Elizabethan Seneca
Title | Elizabethan Seneca PDF eBook |
Author | James Ker |
Publisher | MHRA |
Pages | 354 |
Release | 2012 |
Genre | Drama |
ISBN | 0947623981 |
In the early Elizabethan period, nine of the ten tragedies attributed to the ancient Roman statesman, philosopher, and playwright Seneca (c. 1 BCE-65 CE) were translated for the first time into English, and these translations shaped Seneca's dramatic legacy as it would be known to later authors and playwrights. This edition enables readers to appreciate the distinct style and aims of three milestone translations: Jasper Heywood's 'Troas' (1559) and 'Thyestes' (1560), and John Studley's 'Agamemnon' (1566). The plays are presented in modern spelling and accompanied by critical notes clarifying the translators' approaches to rendering Seneca in English. The introduction provides important context, including a survey of the transmission and reception of Seneca from the first through to the sixteenth century and an analysis and comparison of the style of the three translations. James Ker is Associate Professor of Classical Studies at the University of Pennsylvania. He is the author of The Deaths of Seneca (2009), A Seneca Reader (2011), and articles on Greek and Roman literature. Jessica Winston is Professor of English at Idaho State University. She is the author of numerous articles on early Elizabethan literature and the Elizabethan reception of Seneca.

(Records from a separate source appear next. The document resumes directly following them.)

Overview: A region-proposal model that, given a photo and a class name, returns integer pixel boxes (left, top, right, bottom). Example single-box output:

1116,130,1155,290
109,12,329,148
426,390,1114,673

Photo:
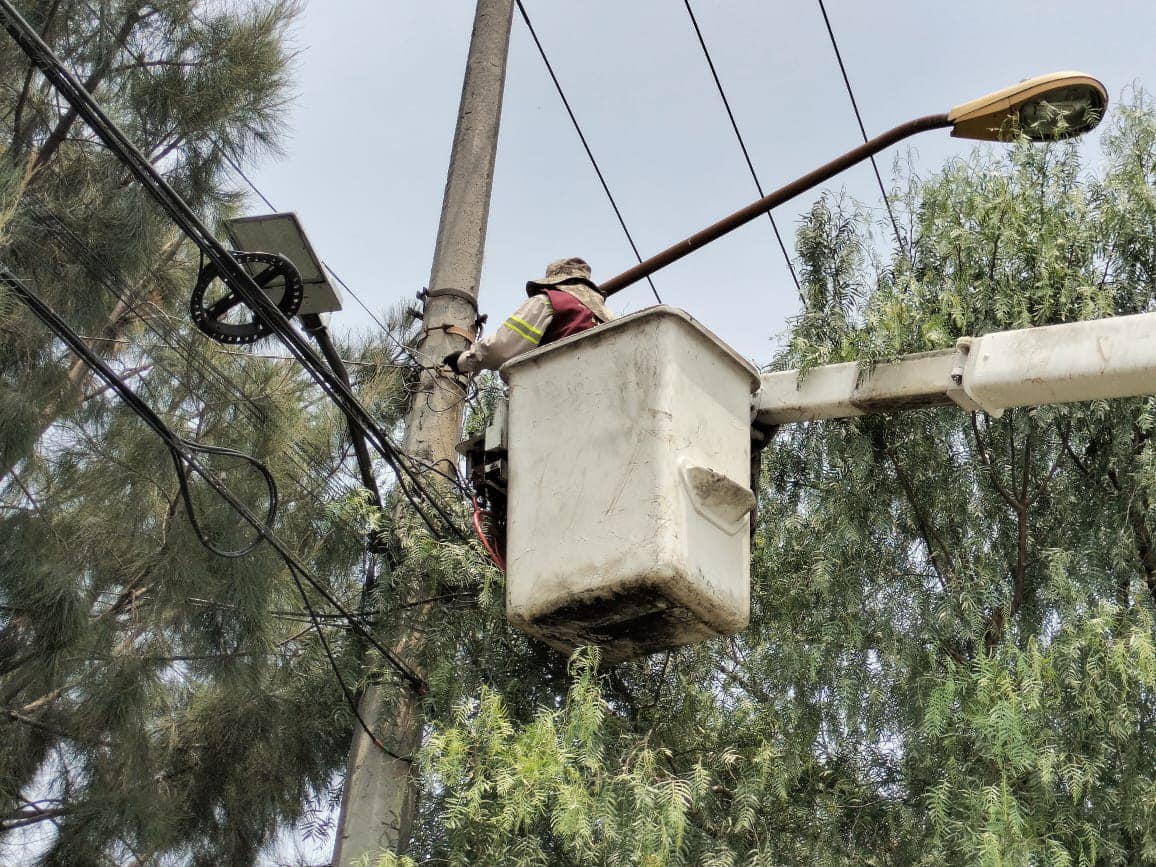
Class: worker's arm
458,295,554,373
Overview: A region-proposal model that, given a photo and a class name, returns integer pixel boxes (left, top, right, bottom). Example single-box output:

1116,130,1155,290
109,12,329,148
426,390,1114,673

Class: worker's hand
442,353,462,376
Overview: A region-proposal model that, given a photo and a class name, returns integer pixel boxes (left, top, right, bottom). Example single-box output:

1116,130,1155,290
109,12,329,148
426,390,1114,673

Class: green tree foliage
395,96,1156,865
0,0,430,865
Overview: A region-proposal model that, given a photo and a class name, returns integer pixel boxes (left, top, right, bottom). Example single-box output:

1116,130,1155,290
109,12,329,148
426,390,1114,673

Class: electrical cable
0,265,277,560
24,199,351,508
217,146,388,339
514,0,662,304
472,496,505,575
818,0,906,251
682,0,802,292
0,264,429,695
0,0,465,539
289,566,406,762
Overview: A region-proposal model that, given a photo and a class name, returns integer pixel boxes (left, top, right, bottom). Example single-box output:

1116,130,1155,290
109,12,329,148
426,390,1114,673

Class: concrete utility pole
333,0,513,867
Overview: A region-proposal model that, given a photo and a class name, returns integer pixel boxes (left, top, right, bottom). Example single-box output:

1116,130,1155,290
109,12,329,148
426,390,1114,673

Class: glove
442,353,462,376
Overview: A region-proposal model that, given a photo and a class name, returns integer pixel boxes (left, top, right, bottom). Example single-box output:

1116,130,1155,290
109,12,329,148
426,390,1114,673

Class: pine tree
0,0,430,865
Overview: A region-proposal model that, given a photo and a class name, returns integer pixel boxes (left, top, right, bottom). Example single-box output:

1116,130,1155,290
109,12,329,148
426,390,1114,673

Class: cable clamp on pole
422,325,474,344
417,287,477,313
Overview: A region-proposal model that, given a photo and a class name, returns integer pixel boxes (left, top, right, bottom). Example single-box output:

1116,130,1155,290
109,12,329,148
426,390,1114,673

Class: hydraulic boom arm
754,313,1156,425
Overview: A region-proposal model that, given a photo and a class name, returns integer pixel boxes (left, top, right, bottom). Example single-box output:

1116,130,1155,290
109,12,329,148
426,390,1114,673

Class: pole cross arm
754,313,1156,424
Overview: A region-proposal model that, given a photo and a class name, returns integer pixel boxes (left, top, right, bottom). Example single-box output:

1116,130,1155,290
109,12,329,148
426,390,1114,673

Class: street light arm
598,114,951,297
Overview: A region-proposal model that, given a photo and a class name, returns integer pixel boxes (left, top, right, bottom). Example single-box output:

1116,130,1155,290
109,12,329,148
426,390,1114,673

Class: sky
243,0,1156,364
239,0,1156,864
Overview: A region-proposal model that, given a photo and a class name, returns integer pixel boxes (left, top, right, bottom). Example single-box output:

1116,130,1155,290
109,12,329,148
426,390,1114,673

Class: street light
599,72,1107,297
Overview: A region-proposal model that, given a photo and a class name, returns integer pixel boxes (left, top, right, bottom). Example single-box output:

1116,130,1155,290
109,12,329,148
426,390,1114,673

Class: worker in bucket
444,257,614,373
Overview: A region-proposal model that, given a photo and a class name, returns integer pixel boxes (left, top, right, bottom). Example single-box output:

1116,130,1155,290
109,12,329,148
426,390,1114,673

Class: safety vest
540,288,599,346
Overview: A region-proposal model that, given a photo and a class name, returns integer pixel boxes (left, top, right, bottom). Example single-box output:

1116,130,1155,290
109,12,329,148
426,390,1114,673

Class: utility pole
333,0,513,867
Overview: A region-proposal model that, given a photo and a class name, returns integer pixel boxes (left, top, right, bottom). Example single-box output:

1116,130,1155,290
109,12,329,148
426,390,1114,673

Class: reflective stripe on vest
542,289,598,346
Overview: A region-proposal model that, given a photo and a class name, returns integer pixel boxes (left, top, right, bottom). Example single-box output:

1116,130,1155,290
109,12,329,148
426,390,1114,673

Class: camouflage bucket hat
526,255,598,295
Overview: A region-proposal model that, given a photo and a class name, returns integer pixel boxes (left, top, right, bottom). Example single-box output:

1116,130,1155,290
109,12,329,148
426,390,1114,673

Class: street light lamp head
947,72,1107,141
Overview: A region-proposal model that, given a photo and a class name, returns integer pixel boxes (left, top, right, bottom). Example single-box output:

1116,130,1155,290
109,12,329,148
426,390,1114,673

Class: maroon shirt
541,289,598,346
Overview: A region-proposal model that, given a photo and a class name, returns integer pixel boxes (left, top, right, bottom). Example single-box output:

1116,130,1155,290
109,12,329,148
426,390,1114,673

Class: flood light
225,213,341,314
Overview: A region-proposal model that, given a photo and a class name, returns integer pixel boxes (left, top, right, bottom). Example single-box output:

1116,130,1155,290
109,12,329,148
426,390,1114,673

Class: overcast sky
241,0,1156,860
243,0,1156,363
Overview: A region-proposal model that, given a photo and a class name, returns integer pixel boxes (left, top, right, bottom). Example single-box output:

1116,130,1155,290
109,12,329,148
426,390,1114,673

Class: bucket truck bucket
502,306,759,664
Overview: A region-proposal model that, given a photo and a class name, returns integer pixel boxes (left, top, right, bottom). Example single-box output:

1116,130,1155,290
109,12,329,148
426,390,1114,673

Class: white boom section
754,313,1156,424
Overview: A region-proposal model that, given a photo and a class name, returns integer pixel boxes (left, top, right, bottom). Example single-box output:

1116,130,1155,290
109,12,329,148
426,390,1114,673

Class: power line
683,0,802,292
0,265,429,695
514,0,662,304
818,0,905,250
0,0,466,539
28,200,360,508
217,146,388,332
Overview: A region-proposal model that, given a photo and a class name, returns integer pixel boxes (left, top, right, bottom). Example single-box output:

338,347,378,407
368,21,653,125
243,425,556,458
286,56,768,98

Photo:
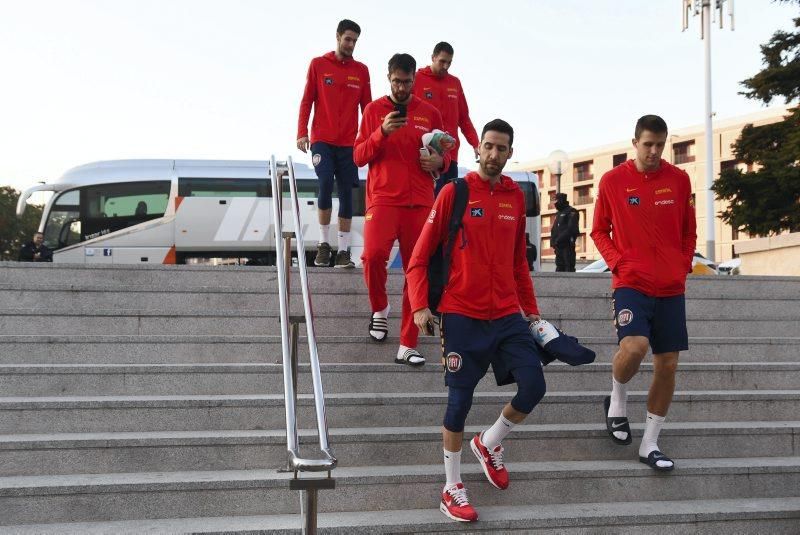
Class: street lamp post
681,0,733,262
547,149,569,197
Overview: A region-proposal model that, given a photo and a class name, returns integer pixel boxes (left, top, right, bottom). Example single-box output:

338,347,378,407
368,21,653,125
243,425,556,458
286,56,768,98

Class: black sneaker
333,251,356,269
314,242,331,267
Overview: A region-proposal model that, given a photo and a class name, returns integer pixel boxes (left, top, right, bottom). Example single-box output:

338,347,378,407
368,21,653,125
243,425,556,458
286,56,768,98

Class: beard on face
480,160,503,176
392,87,411,102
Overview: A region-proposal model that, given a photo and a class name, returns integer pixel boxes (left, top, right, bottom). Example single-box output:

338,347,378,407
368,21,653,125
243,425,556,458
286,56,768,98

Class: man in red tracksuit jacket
414,41,479,194
591,115,697,471
297,19,372,268
353,54,450,366
406,119,545,522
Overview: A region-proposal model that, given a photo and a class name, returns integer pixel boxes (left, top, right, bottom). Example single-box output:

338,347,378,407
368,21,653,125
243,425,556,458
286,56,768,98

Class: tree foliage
0,186,42,260
712,9,800,236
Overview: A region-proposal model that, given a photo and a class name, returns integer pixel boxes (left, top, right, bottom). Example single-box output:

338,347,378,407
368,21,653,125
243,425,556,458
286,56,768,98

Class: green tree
0,186,42,260
712,0,800,236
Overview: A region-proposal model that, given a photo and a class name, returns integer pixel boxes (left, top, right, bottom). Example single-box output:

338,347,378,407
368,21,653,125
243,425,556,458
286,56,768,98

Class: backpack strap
442,178,469,288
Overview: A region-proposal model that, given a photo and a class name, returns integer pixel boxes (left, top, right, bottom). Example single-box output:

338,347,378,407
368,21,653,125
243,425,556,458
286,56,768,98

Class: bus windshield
45,180,170,249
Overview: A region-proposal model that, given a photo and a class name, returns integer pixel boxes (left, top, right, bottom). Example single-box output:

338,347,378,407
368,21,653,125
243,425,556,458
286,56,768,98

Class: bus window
178,177,272,197
44,189,80,249
282,178,318,199
81,180,170,240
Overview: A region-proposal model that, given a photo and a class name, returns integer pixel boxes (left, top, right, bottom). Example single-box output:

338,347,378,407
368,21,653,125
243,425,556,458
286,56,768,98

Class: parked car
578,251,720,275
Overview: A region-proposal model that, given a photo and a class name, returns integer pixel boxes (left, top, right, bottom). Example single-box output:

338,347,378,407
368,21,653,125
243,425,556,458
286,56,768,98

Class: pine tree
712,0,800,236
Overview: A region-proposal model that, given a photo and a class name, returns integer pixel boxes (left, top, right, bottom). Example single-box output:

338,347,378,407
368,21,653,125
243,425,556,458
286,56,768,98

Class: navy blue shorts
441,313,542,388
611,288,689,354
311,141,358,219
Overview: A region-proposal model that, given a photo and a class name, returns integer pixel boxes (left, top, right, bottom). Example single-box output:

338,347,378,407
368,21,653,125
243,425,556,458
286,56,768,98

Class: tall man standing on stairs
353,54,450,366
407,119,545,522
591,115,697,471
297,19,372,268
414,41,479,194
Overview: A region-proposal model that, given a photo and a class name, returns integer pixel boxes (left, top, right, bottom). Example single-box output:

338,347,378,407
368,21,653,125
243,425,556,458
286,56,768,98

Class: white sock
444,450,461,488
336,231,350,251
608,376,628,418
397,344,425,364
639,412,672,467
608,376,628,440
481,413,514,451
319,225,331,243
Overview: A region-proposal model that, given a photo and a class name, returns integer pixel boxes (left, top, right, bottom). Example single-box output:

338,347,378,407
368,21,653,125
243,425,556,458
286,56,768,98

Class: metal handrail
270,156,337,478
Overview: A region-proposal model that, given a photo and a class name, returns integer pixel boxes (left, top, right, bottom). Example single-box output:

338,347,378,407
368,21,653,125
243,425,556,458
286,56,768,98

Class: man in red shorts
353,54,450,366
591,115,697,472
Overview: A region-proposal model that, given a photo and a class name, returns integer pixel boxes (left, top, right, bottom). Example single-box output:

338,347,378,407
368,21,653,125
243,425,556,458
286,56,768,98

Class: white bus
17,160,541,270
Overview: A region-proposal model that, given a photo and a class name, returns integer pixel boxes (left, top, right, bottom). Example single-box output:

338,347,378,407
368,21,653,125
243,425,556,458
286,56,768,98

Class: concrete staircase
0,263,800,534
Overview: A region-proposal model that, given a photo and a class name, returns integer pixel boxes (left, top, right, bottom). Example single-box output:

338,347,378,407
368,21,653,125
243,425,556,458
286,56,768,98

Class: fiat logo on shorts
447,352,462,373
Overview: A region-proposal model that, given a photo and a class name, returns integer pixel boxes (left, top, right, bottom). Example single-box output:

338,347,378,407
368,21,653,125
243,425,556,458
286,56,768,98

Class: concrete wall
735,232,800,276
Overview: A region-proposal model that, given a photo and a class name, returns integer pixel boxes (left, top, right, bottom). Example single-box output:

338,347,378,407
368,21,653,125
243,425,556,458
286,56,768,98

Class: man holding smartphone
414,41,479,194
353,54,450,366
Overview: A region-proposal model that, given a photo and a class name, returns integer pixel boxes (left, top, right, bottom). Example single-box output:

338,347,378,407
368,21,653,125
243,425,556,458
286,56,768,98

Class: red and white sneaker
469,433,508,490
439,483,478,522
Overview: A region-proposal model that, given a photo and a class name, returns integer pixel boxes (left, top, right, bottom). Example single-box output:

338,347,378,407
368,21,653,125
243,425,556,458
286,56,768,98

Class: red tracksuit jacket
592,160,697,297
414,66,480,161
406,172,539,320
353,95,450,208
297,52,372,147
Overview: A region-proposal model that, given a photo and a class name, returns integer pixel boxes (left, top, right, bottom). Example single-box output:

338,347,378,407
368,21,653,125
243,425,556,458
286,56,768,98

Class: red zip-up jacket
591,160,697,297
353,95,450,208
297,52,372,147
414,66,480,161
406,172,539,320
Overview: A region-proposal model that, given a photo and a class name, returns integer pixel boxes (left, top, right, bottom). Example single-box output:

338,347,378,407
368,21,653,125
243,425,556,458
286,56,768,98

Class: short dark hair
633,115,667,139
433,41,455,56
481,119,514,147
336,19,361,35
389,53,417,74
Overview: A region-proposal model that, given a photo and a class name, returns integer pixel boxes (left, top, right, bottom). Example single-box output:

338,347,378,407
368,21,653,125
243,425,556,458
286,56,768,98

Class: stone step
0,309,800,338
0,457,800,526
0,284,800,319
0,389,800,434
0,262,800,299
0,362,800,397
0,497,800,535
0,336,800,364
0,421,800,476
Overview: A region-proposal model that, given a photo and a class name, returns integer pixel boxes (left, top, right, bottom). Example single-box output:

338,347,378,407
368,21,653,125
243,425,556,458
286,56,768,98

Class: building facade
509,107,787,262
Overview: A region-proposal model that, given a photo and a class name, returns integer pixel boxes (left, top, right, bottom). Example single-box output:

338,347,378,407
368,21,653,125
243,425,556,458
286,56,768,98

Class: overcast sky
0,0,800,193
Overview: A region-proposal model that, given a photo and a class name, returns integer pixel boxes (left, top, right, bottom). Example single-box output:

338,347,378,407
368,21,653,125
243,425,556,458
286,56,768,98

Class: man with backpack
406,119,545,522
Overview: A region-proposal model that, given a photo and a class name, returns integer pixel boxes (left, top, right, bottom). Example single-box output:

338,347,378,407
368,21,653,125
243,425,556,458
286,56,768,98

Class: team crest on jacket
446,351,463,373
617,308,633,327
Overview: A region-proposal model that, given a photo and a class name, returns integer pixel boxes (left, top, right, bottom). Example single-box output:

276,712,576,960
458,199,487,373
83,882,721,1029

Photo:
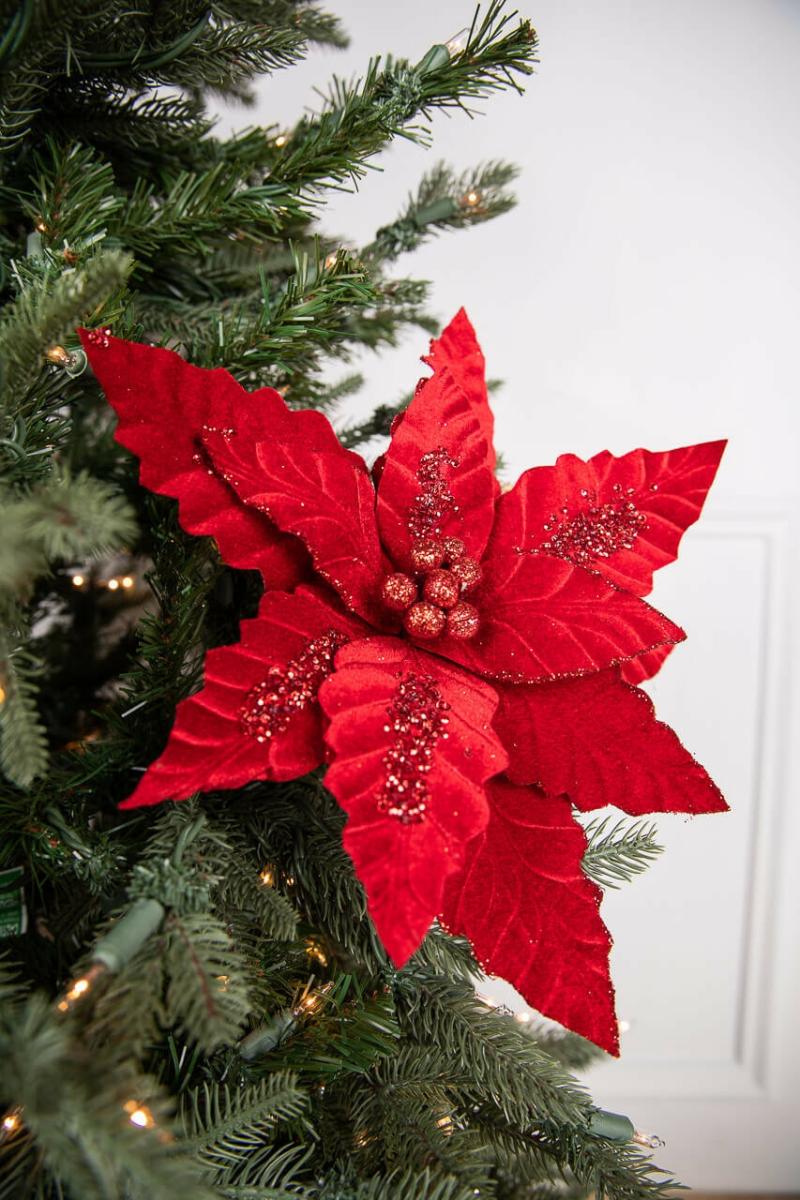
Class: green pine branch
581,817,663,888
270,0,536,192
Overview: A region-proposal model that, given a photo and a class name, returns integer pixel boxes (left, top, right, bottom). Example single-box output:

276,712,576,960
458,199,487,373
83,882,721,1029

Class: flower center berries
381,536,482,641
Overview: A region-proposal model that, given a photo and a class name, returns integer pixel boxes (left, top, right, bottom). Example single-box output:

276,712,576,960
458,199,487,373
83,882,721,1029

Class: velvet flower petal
319,637,507,966
437,549,686,683
378,350,497,571
121,588,366,809
84,312,724,1052
441,780,619,1055
204,413,386,628
494,442,726,595
80,329,309,588
495,671,727,816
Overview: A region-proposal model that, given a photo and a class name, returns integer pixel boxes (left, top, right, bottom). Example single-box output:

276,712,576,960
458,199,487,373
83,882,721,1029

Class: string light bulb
1,1109,23,1138
55,962,107,1013
44,346,72,367
293,983,333,1016
631,1129,667,1150
445,29,469,59
306,937,327,967
44,346,89,379
122,1100,156,1129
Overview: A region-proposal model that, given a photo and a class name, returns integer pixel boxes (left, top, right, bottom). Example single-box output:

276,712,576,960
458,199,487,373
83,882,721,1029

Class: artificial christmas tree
0,0,723,1200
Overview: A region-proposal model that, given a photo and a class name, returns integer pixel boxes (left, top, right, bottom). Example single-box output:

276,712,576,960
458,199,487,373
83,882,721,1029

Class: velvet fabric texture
82,311,726,1054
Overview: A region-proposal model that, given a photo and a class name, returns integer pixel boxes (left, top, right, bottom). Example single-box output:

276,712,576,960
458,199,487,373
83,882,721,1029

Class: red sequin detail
408,446,458,540
378,671,450,824
527,484,648,568
239,629,350,742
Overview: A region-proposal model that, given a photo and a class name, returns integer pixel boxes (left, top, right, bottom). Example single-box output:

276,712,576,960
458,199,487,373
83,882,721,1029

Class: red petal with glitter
378,350,497,570
495,671,728,816
204,413,386,626
79,330,309,588
495,442,726,595
434,552,686,683
319,637,506,966
422,308,495,468
443,780,619,1055
619,643,675,684
120,587,366,809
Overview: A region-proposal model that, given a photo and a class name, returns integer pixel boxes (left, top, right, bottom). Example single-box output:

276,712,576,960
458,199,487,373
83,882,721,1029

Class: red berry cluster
381,538,482,641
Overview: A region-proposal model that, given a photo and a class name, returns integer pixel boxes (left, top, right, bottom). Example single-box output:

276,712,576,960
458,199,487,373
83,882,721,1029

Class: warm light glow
631,1129,667,1150
445,29,469,59
122,1100,156,1129
55,964,106,1013
306,937,327,967
44,346,72,367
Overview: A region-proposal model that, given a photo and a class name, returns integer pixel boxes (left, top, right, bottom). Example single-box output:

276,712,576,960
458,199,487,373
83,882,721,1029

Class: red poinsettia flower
82,312,726,1054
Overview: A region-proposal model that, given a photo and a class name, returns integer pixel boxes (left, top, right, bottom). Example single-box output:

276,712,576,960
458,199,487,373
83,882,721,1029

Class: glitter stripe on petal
441,780,619,1055
489,442,726,595
121,588,366,809
319,637,507,965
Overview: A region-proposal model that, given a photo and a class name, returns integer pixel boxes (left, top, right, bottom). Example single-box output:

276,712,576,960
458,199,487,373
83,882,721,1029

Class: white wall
209,0,800,1190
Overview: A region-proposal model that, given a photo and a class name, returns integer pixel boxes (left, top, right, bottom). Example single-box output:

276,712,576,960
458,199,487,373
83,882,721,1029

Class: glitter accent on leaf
532,484,648,568
408,446,458,540
239,629,350,742
378,671,450,824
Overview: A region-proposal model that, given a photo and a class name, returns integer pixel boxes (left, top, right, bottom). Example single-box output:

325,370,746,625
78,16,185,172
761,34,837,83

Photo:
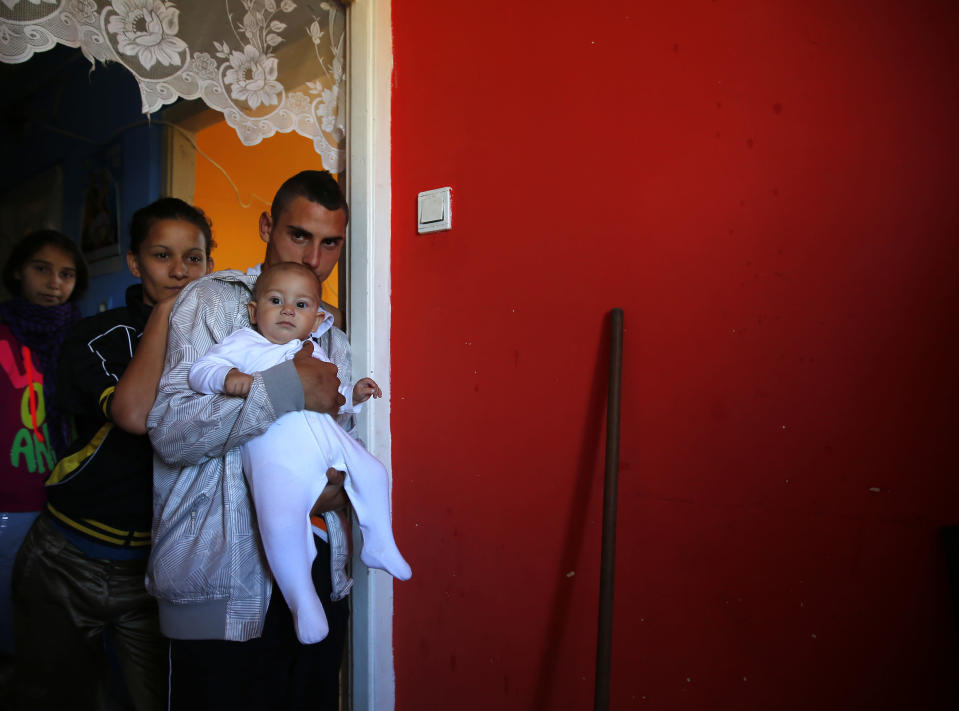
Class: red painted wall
392,0,959,711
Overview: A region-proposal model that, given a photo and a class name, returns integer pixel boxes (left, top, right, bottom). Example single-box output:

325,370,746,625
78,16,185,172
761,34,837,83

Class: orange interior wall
391,0,959,711
194,121,339,306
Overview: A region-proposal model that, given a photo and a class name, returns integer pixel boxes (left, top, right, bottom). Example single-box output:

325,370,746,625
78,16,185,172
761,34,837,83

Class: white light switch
416,188,453,234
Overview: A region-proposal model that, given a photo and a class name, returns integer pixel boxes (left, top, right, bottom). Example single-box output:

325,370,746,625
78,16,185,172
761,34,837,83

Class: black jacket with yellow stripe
46,284,153,549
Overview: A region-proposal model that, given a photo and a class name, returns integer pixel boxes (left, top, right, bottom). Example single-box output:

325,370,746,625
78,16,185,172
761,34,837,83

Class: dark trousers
13,514,167,711
170,538,349,711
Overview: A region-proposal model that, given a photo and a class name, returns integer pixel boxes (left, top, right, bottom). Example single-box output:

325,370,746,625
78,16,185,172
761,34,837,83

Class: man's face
260,197,346,282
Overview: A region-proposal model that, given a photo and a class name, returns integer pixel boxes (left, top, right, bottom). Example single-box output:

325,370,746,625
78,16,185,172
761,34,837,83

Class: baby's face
250,272,320,343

The Influence of Seneca on Elizabethan Tragedy
Title | The Influence of Seneca on Elizabethan Tragedy PDF eBook |
Author | John William Cunliffe |
Publisher | |
Pages | 172 |
Release | 1893 |
Genre | English drama |
ISBN |
Seneca and Elizabethan Tragedy
Title | Seneca and Elizabethan Tragedy PDF eBook |
Author | Frank Laurence Lucas |
Publisher | |
Pages | 276 |
Release | 1922 |
Genre | English drama |
ISBN |
Seneca and Elizabethan Tragedy
Title | Seneca and Elizabethan Tragedy PDF eBook |
Author | |
Publisher | Ardent Media |
Pages | 142 |
Release | |
Genre | |
ISBN |
The Elizabethan Translations of Seneca's Tragedies
Title | The Elizabethan Translations of Seneca's Tragedies PDF eBook |
Author | Evelyn Mary Spearing Simpson |
Publisher | |
Pages | 98 |
Release | 1912 |
Genre | Foreign Language Study |
ISBN |
Lawyers at Play
Title | Lawyers at Play PDF eBook |
Author | Jessica Winston |
Publisher | Oxford University Press |
Pages | 285 |
Release | 2016 |
Genre | History |
ISBN | 0198769423 |
Many early modern poets and playwrights were also members of the legal societies the Inns of Court and these authors shaped the development of key genres of the English Renaissance, especially lyric poetry, dramatic tragedy, satire, and masque. But how did the Inns come to be literary centers in the first place, and why were they especially vibrant at particular times? Early modernists have long understood that urban setting and institutional environment were central to this phenomenon: in the vibrant world of London, educated men with time on their hands turned to literary pastimes for something to do. Lawyers at Play proposes an additional, more essential dynamic: the literary culture of the Inns intensified in decades of profound transformation in the legal profession. Focusing on the first decade of Elizabeth's reign, the period when a large literary network first developed around the societies, this study demonstrates that the literary surge at this time developed out of and responded to a period of rapid expansion in the legal profession and in the career prospects of members. Poetry, translation, and performance were recreational pastimes; however, these activities also defined and elevated the status of inns-of-court men as qualified, learned, and ethical participants in England's "legal magistracy": those lawyers, judges, justices of the peace, civic office holders, town recorders, and gentleman landholders who managed and administered local and national governance of England. Lawyers at Play maps the literary terrain of a formative but understudied period in the English Renaissance, but it also provides the foundation for an argument that goes beyond the 1560s to provide a framework for understanding the connections between the literary and legal cultures of the Inns over the whole of the early modern period.
Revenge Tragedy and the Drama of Commemoration in Reforming England
Title | Revenge Tragedy and the Drama of Commemoration in Reforming England PDF eBook |
Author | Thomas Rist |
Publisher | Routledge |
Pages | 191 |
Release | 2016-12-05 |
Genre | Literary Criticism |
ISBN | 1351903373 |
Considering major works by Kyd, Shakespeare, Middleton and Webster among others, this book transforms current understanding of early modern revenge tragedy. Examing the genre in light of historical revisions to England's Reformations, and with appropriate regard to the social history of the dead, it shows revenge tragedy is not an anti-Catholic and Reformist genre, but one rooted in, and in dialogue with, traditional Catholic culture. Arguing its tragedies are bound to the age's funerary performances, it provides a new view of the contemporary theatre and especially its role in the religious upheavals of the period.